Il 98% delle merci che entrano o escono dall’Isola viaggia sui traghetti: ogni impresa sarda paga un costo aggiuntivo fisso e permanente su ogni merce. Sia quelle importate, che quelle da esportare nel resto del mondo. Dipende dalla geografia. È il gap insulare. Nel 1999 la legge Attili istituì la continuità territoriale, che garantiva certezze nei collegamenti tra Sardegna e Penisola. Ma sul fronte delle merci quel provvedimento non è mai stato applicato.

Ora per superare il gap insulare scendono in campo le imprese dell’Isola. E nasce "Ambasciatori di Sardegna", un network di importanti aziende dell’Isola che per la prima volta hanno scelto di impegnarsi direttamente per ridurre e annullare il divario dell’insularità.

La presentazione è in programma domani a Cagliari, dalle 18, nella sala “Giorgio Pisano” dell’Unione Sarda.

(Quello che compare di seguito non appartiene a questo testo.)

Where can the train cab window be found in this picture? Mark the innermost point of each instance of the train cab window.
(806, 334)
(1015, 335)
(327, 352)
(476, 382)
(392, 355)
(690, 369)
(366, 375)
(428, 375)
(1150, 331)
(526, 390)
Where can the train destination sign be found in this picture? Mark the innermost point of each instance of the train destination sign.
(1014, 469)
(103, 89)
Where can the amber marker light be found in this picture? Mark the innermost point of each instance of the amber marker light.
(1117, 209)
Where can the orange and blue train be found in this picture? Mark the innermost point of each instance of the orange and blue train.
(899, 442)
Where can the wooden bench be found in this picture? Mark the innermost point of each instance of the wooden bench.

«La Sardegna sopporta costi strutturali aggiuntivi che limitano la competitività delle imprese, riducono la capacità di attrarre investimenti e contribuiscono all'emigrazione di molti giovani qualificati», spiega Pierpaolo Murgia, coordinatore della rete. L'appello è diretto: «Completare il percorso iniziato oltre venticinque anni fa, ottenendo il pieno riconoscimento del valore economico dello svantaggio insulare e delle conseguenti compensazioni».